The first transshipment occurred between the Arc7 LNG tanker Nikolay Yevgenov and the conventional tanker Yamal Spirit. For now the transfers are ship-to-ship where both vessels are connected via hoses.
Transfers can take up to 48 hours. Starting in 2022 the company will make use of a floating LNG storage barge which can hold two ships’ worth of LNG.
The barge will receive LNG from the Arc7 tankers and pass it on to the standard gas carriers. This allows for more schedule flexibility since both tankers won’t be required to arrive at the site at the same time and remain on site together.
Saving money with transshipments
Instead of 28 days, the length of a round-trip voyage from Yamal LNG to Rotterdam, it takes just 7 days round trip to travel the Kildin transshipment location. The transshipment will substantially decrease operating costs for Novatek. Between the Yamal LNG project and the future Arctic LNG 2 project the company is slated to save $180m per year by making use of transshipments.
Essential to Novatek’s plan for year-round operations along the Northern Sea Route is the use of nuclear-powered icebreakers operated by Russian state-owned company Rosatomflot. This week the company’s newest and the world’s most powerful icebreaker completed its first voyage escorting a dry bulk vessel, Siyaniye Severa, in the Gulf of Ob.
Arktika ready for action
Last month Rosatomflot’s new nuclear icebreaker Arktika sailed into the center of the Arctic Ocean for a shakedown cruise, but sea ice even at the North Pole was too thin to fully test the ship’s icebreaking capabilities.

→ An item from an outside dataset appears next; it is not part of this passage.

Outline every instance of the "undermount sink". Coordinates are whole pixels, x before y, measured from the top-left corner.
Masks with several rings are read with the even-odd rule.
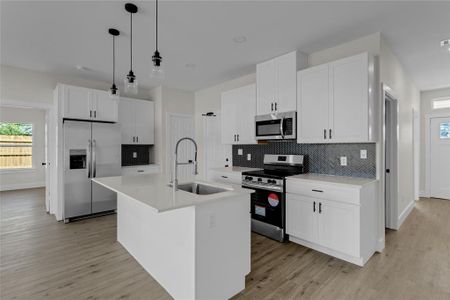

“The first mission is to test this new generation of nuclear-powered icebreaker. Only during the operation, the crew can identify and eliminate mechanical defects. This is a common process that takes place during the commissioning of any vessel. The crew learns the capabilities of the icebreaker, gets used to it,” explains Atomflot Director Leonid Irlitsa.
According to the company the vessel showed excellent maneuvering characteristics. Additional escorts are scheduled after the ship returns to Murmansk in mid-December.
While Russia and Rosatomflot sport a wealth of experience constructing and building icebreakers, its program has not been without flaws or setbacks. The new Arktika-class icebreakers have been delayed by around four years following issues with a domestically-sourced steam turbine and damage to the vessel’s propulsion motor shortly before commissioning.